H. Penanganan Stigma di Masyarakat
Menghilangkan stigma gangguan jiwa di masyarakat memang tidak
mudah. Namun kita perlu untuk berusaha menurunkan stigma tersebut dengan
harapan di masa yang akan datang akan hilang dengan sendirinya. Penanganan
stigma tersebut memerlukan pendidikan dan kemauan yang keras dari individu-
individu dimasyarakat dan memerlukan keberanian yang besar untuk ikut serta
dalam penanganan tersebut.

9
Beberapa kegiatan atau program yang dapat dilakukan untuk
mengurangi stigma gangguan jiwa antara lain:
1. Melakukan kampanye pendidikan kesehatan tentang kesehatan jiwa.

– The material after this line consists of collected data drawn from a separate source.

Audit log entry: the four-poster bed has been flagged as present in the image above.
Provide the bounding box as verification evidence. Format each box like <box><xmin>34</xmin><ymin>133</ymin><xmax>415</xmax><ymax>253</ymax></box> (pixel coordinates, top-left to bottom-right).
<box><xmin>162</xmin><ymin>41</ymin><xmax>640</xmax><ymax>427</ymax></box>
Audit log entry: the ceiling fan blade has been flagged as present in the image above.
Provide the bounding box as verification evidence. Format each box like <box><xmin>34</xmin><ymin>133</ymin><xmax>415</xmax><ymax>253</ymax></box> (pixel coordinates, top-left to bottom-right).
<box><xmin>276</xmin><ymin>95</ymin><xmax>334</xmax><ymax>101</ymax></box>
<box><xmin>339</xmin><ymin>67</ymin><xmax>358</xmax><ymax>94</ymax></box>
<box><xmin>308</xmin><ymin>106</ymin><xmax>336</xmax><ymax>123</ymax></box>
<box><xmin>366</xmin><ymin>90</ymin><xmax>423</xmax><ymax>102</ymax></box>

Kampanye tersebut dapat dilakukan di masyarakat melalui program desa
siaga ataupun dengan media massa. Kita berikan akses seluas-luasnya
bagi masyarakat ataupun wartawan secara akurat dan terbaru tentang
kesehatan jiwa.
2. Menanamkan pendidikan kesehatan tentang kesehatan jiwa sejak dini
melalui sekolah-sekolah. Pendidikan tersebut dapat dilakukan atau
dimasukkan dalam kurikulum di sekolah-sekolah atau melalui kegiatan
kurikuler. Berikut adalah hal-hal yang dapat dilakukan sekolah untuk
menurunkan stigma yaitu :
a. Memberikan kesempatan pengembangan profesional bagi para
karyawan, mengenai keragaman, masalah kesehatan mental dan
memupuk lingkungan sekolah inklusif.
b. Tantangan tidak menghormati apapun istilah yang digunakan dalam
merujuk kepada orang-orang dengan penyakit mental, atau terkait
dengan istilah kata-kata yang digunakan sebagai cemoohan, seperti
psikopat, gila, atau menderita skizofrenia.
c. Buat suatu modul guna lebih meningkatkan pemahaman terhadap
penyakit mental.
d. Sertakan penyakit mental dalam diskusi-diskusi yang membahas
tentang keanekaragaman masyarakat.
e. Mengajak profesional kesehatan atau orang yang mempunyai
gangguan mental untuk berbicara dengan para siswa.
3. Melibatkan keluarga ataupun masyarakat dalam pelaksanaan tindakan
terhadap pasien gangguan jiwa sehingga kesadaran keluarga dan
masyarakat tentang cara pandang mereka pada pasien gangguan jiwa
dapat berubah dan dapat membantu menanganinya.
4. Pemerintah ataupun lembaga swasta perlu memberikan kesempatan
pekerjaan yang layak dan sesuai dengan kemampuannya kepada orang-

10
orang yang mengalami gangguan jiwa ataupun orang-orang yang telah
sembuh dari gangguan jiwa.
5. Kita sebagai individu tenaga kesehatan harus menunjukkan atau memberi
contoh kepada masyarakat bahwa kita tidak melakukan stigma tersebut.
Kita harus menentang kesalahpahaman tentang gangguan jiwa dan
menunjukkan fakta-fakta bahwa penyakit mental sangatlah umum dan
dapat disembuhkan dengan management tindakan yang tepat.